A colleague died this morning, a good man, a Godly man, cut down by illness long before his time. He had recently marked a quarter of a century as rector of his parish, a corner of our rural diocese where he fulfilled a calling to be a faithful shepherd and knew the sense of having been a part of a community where he was known and loved.
In Dublin days, I used to wonder about clergy such as he, an engineering graduate, immensely able priests who spent the years of their ministry in what seemed to me to be rural obscurity. It was only gradually that I came to realize that, while Dublin was a grand place to live, there would never be that sense of community, there would never be a sense of rootedness, comparable with small town Ireland. There is a warts and all quality in rural life that cannot be disguised by pretence.

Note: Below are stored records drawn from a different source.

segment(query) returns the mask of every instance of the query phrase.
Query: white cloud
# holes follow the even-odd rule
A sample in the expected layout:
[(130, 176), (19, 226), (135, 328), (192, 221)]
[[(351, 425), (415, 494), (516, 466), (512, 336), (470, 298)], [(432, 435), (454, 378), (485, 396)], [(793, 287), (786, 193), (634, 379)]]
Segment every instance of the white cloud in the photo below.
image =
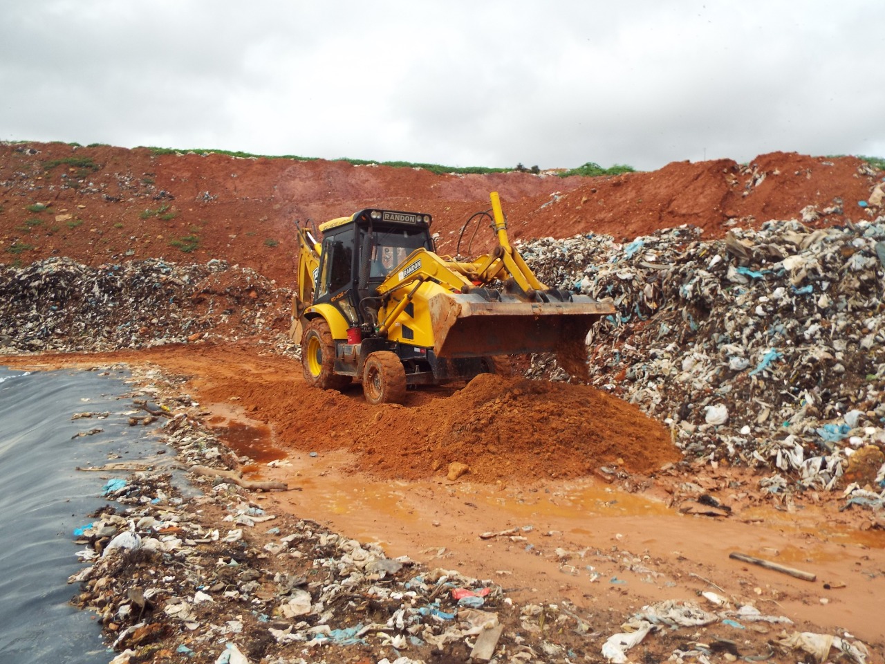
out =
[(0, 138), (451, 166), (885, 153), (885, 5), (7, 0)]

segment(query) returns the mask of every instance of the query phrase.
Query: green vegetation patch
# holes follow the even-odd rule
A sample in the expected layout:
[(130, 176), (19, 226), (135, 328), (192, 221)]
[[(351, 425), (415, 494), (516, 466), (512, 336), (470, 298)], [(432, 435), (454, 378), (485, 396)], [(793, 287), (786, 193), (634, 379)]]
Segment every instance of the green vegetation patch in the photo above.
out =
[(881, 157), (865, 157), (863, 155), (858, 155), (858, 158), (863, 159), (873, 168), (878, 168), (880, 171), (885, 171), (885, 158)]
[(32, 249), (34, 249), (33, 244), (28, 244), (25, 242), (14, 242), (6, 247), (6, 253), (18, 255), (25, 251), (30, 251)]
[(581, 177), (598, 177), (600, 175), (620, 175), (624, 173), (635, 173), (635, 169), (631, 166), (627, 164), (615, 164), (610, 168), (603, 168), (601, 166), (594, 161), (588, 161), (581, 166), (577, 168), (570, 168), (567, 171), (563, 171), (559, 174), (559, 177), (566, 178), (569, 175), (581, 175)]
[(251, 154), (250, 152), (242, 152), (241, 151), (231, 151), (231, 150), (205, 150), (203, 148), (194, 148), (192, 150), (176, 150), (175, 148), (155, 148), (150, 145), (140, 145), (140, 148), (145, 148), (150, 150), (155, 155), (165, 155), (165, 154), (187, 154), (188, 152), (193, 152), (198, 154), (201, 157), (206, 157), (211, 154), (224, 154), (228, 157), (239, 157), (243, 159), (291, 159), (292, 161), (317, 161), (318, 157), (298, 157), (294, 154), (284, 154), (284, 155), (269, 155), (269, 154)]
[(200, 246), (200, 238), (196, 235), (184, 235), (183, 237), (176, 237), (174, 240), (169, 242), (169, 245), (175, 247), (185, 253), (190, 253), (196, 250)]
[[(172, 207), (168, 204), (165, 205), (160, 205), (156, 210), (151, 210), (150, 207), (147, 210), (143, 210), (138, 216), (142, 219), (150, 219), (151, 217), (159, 217), (169, 220), (170, 219), (175, 218), (175, 212), (168, 212), (169, 208)], [(172, 216), (170, 217), (169, 214)], [(168, 219), (166, 219), (168, 217)]]

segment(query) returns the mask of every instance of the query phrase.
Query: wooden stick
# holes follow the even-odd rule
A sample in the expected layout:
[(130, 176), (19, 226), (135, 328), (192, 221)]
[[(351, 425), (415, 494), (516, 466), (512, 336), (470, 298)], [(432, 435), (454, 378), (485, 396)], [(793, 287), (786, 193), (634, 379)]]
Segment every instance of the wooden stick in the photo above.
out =
[(772, 562), (771, 560), (764, 560), (761, 558), (748, 556), (746, 553), (733, 552), (728, 554), (728, 558), (735, 560), (741, 560), (742, 562), (750, 562), (753, 565), (758, 565), (760, 567), (773, 569), (775, 572), (789, 574), (790, 576), (795, 576), (796, 578), (802, 579), (803, 581), (815, 581), (818, 578), (817, 575), (813, 575), (811, 572), (803, 572), (801, 569), (795, 569), (794, 567), (788, 567), (786, 565), (779, 565), (778, 563)]
[(205, 466), (192, 466), (190, 472), (194, 475), (208, 475), (210, 477), (223, 477), (228, 482), (242, 486), (243, 489), (258, 490), (261, 491), (288, 491), (289, 485), (282, 482), (250, 482), (242, 479), (242, 473), (238, 470), (219, 470), (210, 468)]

In small communities where everyone’s business is known, being the person you are is the only option available.
Perhaps the best country parishes are those where you open the local weekly paper and see the name of the local clergyman, not because he has sought any publicity, not because he has come up with anything novel, but because he is at the heart of the community and the news is about the life of the community; faith and life combine seamlessly.
I remember five or six years into my eleven year spell in Dublin, maybe around 2005, giving notice that in 2011 I planned to move back to the country. (The move was to come in 2010, a year earlier than I had anticipated, and was to be to Co Laois, as far from the sea as it was possible to be, rather than to the coast of Co Wexford, for which I had hoped). The desire to move to the country wasn’t because I didn’t love being where I was, I did (who could not love Killiney Bay?), but it was because I hadn’t a clue of how to really engage with the challenges of ministry in an urban setting, and because I was trained for ministry in a bygone age, where the priest and his people shared the life of a close knit community.
I took years to realize what my colleague had known all along. When we gather on Monday to bid him farewell there will be deep and genuine grief in the whole community at the loss of a man who was part of their lives, his ministry of presence and pastoral care having an impact immeasurably profound.
In the tradition of the actor Paul Eddington, who, when asked what he would like his epitaph to be, said, ‘I think I would like it to be ‘He did very little harm’, there was a friend in college days who said his aspiration in life would be that his own epitaph simply said, ‘a decent man’, that he would show the qualities of a decent man, a quiet and gentle goodness and loving-kindness.
The colleague who died today was that, ‘a decent man’.